The European Commission's (EC) European Central Repository (ECR) has amassed nearly 665,000 aviation occurrence reports since 2005. The number of reports each year increased as more countries began contributing; 2011 marked the first year all 31 EASA MS sent reports. The database lists 90,000-120,000 occurrences from each of the last four years, compared to 70,000 or fewer per year from 2005-08.

While the quantity of reports is improving, quality remains a concern. Nearly half, or 48%, of the occurrence reports lack basic trending data, such as the type of operation—airline or general aviation—involved in each incident. Another 45% of the reports involved commercial transports, by far the largest identifiable category.

Each occurrence record lists specific details, such as the category of occurrence—air traffic management, bird strike, etc.—and the result.

The largest subset, about 20% of all occurrences in the database, fall under the nebulous “other” category. Further analysis showed that many of these were medical situations with passengers or crewmembers, leading EASA to create a new category. The most common identified occurrence categories in the database are ATM/CNS [communications, navigation surveillance] (about 100,000 occurrences), system/component failure—non-powerplant (50,000), ground handling (30,000) and bird strike (30,000).

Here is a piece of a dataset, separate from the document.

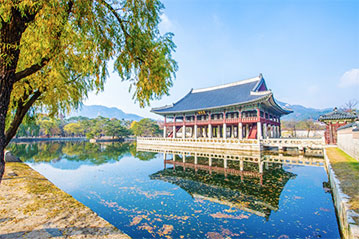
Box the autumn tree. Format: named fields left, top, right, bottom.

Top results of reported occurrences were aircraft return and missed approach (about 11,000 each), rejected takeoff (7,000), diversion (5,000) and declared emergency (4,000).

A “network of analysts” from EASA, Eurocontrol and the EC pore through the ECR data, EASA explains. The analysts review and attempt to improve the quality of existing data and the reporting efforts. Eventually, ECR-related findings will be combined with other information sources to help EASA prioritize safety improvement efforts.